Fixelcfestats concerns

rsmith · December 4, 2021, 5:00am

[WARNING] A total of 31890 fixels do not possess any streamlines-based connectivity; these will not be enhanced by CFE, and hence cannot be tested for statistical significance.

This warning keeps coming up for users because it has become more important to define a good fixel analysis mask, but I have not yet made the corresponding change to the online documentation to generate and utilise such a mask. If a fixel is not intersected by any streamlines, there’s a pretty good chance that it’s not of interest to you. Such disconnected fixels have always been present in the absence of an explicit fixel mask, but unlike the original implementation, those fixels are highly detrimental if included. Maybe I should just change the warning message to “recommend using -mask” and it won’t get reported so much?

Design matrix conditioning is poor (condition number: 699.547); model fitting may be highly influenced by noise.

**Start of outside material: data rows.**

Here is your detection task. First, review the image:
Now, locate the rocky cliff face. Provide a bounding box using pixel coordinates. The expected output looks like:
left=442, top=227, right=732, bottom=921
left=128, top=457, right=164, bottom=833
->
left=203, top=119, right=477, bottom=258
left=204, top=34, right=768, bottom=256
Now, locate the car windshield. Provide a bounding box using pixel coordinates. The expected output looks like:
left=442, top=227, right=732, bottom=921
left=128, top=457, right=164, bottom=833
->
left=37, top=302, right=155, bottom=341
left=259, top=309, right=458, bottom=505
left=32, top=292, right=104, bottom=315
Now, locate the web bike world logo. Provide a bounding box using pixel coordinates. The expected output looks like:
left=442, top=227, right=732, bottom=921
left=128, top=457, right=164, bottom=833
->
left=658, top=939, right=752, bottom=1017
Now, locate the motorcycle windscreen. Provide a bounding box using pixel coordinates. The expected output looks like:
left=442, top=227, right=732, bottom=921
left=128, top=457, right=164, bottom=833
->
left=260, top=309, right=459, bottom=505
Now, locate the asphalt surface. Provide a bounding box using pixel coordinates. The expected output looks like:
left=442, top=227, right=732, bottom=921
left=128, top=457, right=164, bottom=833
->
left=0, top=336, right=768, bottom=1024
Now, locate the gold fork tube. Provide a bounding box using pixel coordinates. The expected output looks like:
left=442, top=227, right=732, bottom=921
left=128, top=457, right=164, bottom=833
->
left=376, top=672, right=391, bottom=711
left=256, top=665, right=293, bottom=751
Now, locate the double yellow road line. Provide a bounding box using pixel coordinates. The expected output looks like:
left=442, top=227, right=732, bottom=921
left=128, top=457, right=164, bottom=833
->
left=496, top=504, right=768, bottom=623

Firstly, I’m probably using the wrong linear algebra metric to assess the conditioning of the design matrix (quantification of which has successfully caught multiple different user errors in the past) (GitHub issue). I think I’ve seen other softwares quoting the estimability of individual factors rather than the matrix as a whole, which might help identify where poor conditioning is or is not consequential. Secondly, there’s an arbitrary thresholding issue in terms of whether that quantification is simply reported at the command-line or escalated to a WARNING-level message. But explaining whether or not it’s a problem and what to look for requires an understanding of of the relevant linear algebra. So it may be another example where I’ve programmed a precise message that doesn’t serve the purpose for which it was intended…

My last concern is that I run into out of memory issues after devoting 256 GB of memory to the process. Do you have any advice for memory concerns in large cohorts?

Do you happen to be getting a console message (not warning) regarding the presence of non-finite values in the data? This engages a different GLM implementation, and it seems post-3.0.0 that my implementation of such is failing to re-use RAM across permutations. Regardless, you could try the code here, which changes the memory handling in either case.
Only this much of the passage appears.